Dare took a step, then looked at the stars. Once he had been both things. The idea was so strange that it stopped him from taking another step. The horse nickered softly, the musk of its damp flesh reached out of the dark. But very briefly a son. And it did not seem he’d ever been a boy. Perhaps, if he had become a father, his own boyhood would have grown clearer to him. But he’d never stayed long enough in one place, and how could he have risked a family, never knowing with certainty the colour he would pass on?
He lifted the well-worn pouch from under his shirt and carefully emptied the contents into one hand. They shone like a constellation, near and farther away than anything. His milk teeth. Not even an ounce worth. And yet what he held was all he really possessed. It didn’t even matter about his name or his skin. Not now. A man couldn’t own them. What mattered was that the blood had to be cool enough for a man to die properly.

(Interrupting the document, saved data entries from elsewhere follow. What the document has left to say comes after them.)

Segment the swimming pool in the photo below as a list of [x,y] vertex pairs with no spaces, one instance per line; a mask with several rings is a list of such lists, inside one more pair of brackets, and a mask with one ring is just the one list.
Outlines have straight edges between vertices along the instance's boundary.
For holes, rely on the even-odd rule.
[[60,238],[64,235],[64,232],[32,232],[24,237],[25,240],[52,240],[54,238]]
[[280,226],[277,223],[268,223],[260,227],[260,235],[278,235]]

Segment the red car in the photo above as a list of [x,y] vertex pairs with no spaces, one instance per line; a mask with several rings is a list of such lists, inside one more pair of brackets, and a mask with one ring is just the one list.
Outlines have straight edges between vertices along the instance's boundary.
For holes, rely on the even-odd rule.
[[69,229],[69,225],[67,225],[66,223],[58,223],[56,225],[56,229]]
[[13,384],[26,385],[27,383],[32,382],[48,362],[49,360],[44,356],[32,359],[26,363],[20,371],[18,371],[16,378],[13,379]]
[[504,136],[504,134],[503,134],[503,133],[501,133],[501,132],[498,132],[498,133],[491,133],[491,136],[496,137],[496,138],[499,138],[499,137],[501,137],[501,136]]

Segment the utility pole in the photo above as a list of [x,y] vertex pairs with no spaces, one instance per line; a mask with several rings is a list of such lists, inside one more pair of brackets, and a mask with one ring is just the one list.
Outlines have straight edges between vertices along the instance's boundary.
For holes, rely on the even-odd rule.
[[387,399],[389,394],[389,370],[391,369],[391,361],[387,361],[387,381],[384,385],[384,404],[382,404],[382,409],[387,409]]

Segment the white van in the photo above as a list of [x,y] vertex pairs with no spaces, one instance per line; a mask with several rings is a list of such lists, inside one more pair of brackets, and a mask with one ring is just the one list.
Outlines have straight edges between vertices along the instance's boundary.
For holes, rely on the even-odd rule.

The teeth were so light, as light as the past was becoming. Dare looked at the clustered stars. It wasn’t only the Englishmen who could plant themselves in this place. The teeth were as small as the stars; he understood that he no longer needed the guidance of either. With a graceful sweep of his arm, he sowed the teeth into the fields.
A second later, he heard the chilling shout of the past and the present—“Goddamned nigger!”—and whirled just as the near-simultaneous blast of the shotgun struck.
Then the earth rose rapidly to meet him and the darkness, no longer inviting, but cold and unyielding, rushed in.